The Oracle issue deals with how exactly Barbara Gordon and the Birds of Prey will cope with the changing dynamic of the Bat-family now that Bruce is back and there are two Batmen. The saving grace here, given that the previous sentence more or less describes the high concept for pretty much all six previous issues of the event, is that Marc Andreyko is writing.

On the Ra’s Al Ghul front, where one could absolutely be forgiven for not caring (considering you can probably imagine pretty easily a Batman villain’s reaction to Batman’s return, even one as sympathetic to the Dark Knight as Ra’s), the key factor to bear in mind is that it’s written by Fabian Nicieza. Over on Red Robin, Nicieza has done a nice job of integrating the League of Assassins and Ra’s into the ongoing narrative of Batman’s apprentice.

Time Masters: Vanishing Point #4

As Darkseid’s Omega Effect tossed Batman back into the distant past of the DC Universe, it also made him unstable at a molecular level, supercharging him with cosmic energy that will be released should he ever succeed in returning to his home era (making him, quite literally, a time bomb). With heavy hearts, a group of heroes have set out to find their lost comrade and prevent his return for the sake of the greater good.
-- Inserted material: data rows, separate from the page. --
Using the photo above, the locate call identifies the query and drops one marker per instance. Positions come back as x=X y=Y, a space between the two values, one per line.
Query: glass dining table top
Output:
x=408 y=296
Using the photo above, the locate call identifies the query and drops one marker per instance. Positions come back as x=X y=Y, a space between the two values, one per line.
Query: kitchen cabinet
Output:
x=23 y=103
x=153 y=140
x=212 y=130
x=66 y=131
This is a hard one to categorize. On one hand, it’s technically associated with the Bat-family, in as much as it purports to deal with the story of the heroes (Superman, Green Lantern, Rip Hunter, and Booster Gold) who are searching the timestream for Bruce Wayne. On the other, it’s hard to see how this book is even remotely necessary to understanding the Return of Bruce Wayne storyline.
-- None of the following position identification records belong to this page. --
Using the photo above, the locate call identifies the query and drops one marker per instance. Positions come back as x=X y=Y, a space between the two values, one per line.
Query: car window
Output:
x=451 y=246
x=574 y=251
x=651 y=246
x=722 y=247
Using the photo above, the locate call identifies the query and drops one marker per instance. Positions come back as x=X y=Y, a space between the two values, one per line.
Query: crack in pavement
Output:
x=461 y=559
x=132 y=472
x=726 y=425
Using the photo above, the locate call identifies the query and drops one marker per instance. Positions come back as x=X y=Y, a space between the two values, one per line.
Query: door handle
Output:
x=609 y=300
Three issues in and there hasn’t really been a strong connection to the main storyline. Yes, Superman’s group are bouncing around through time…but they’ve spent most of it in the timeline of Klaw the Conqueror, fighting an evil sorcerer, his apprentice, and some rock- and ape-men. It’s the kind of stuff that makes you read it, blink twice, and ask yourself, “Wait, this is connected to BATMAN?”

On top of that, it seems to be as much a tie-in to the ongoing Booster Gold series as it is anything related to the Batman franchise. There are references every issue to personal matters in Booster’s life, almost none of which are really explained. Presumably, one would understand these if one was already reading Booster Gold…but that seems to be asking a bit much out of this book’s average reader, which you have to think DC knew was probably a Batman fan, first and foremost.
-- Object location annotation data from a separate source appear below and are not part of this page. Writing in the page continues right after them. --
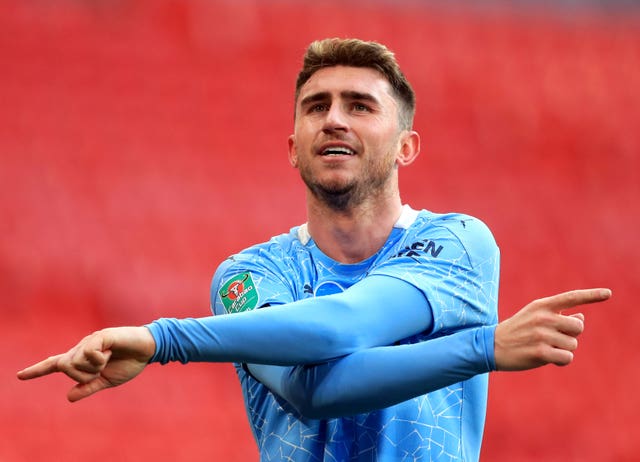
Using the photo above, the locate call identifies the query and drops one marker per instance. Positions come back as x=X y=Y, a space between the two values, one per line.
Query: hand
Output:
x=104 y=359
x=540 y=334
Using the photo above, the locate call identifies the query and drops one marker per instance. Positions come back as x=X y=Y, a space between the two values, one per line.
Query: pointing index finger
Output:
x=574 y=298
x=45 y=367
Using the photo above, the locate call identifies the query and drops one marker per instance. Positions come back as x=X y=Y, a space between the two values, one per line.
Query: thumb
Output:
x=83 y=390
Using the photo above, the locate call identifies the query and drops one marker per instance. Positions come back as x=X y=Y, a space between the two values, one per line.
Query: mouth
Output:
x=337 y=151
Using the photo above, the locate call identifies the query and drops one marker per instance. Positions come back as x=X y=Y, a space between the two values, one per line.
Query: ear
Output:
x=409 y=148
x=293 y=155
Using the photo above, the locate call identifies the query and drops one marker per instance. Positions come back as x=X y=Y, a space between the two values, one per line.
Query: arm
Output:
x=378 y=310
x=371 y=379
x=532 y=337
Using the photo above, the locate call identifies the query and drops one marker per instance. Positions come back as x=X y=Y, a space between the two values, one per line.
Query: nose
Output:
x=335 y=120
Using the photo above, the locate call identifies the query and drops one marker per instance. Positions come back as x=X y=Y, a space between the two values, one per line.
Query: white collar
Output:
x=406 y=219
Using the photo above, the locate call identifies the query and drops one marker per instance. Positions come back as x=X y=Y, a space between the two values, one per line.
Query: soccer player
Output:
x=366 y=333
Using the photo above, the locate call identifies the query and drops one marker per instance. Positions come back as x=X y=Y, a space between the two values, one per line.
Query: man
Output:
x=380 y=321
At the end of the day, with the mini half over, you’re probably not going to stop now if you’ve made it this far. That aside, if you haven’t started reading, it’s probably best to wait and see how it all shakes out before you do. There seems to be a better than fair chance that this one is completely superfluous to your understanding of the current Batman storyline.

Next week, unfortunately,  we don't get the final installment of Batman: Return of Bruce Wayne, but we do get the next best thing, as Grant Morrison’s final issue of Batman & Robin ships. While most fans of the Bat-family would probably prefer to see the now-painfully late core mini wrap up, Batman & Robin has been great, so it’ll tide you over. Additionally, the 50th issue of Batman Confidential, the final issue of the Red Hood mini, and a Batman/Catwoman one-shot all ship.

See you then.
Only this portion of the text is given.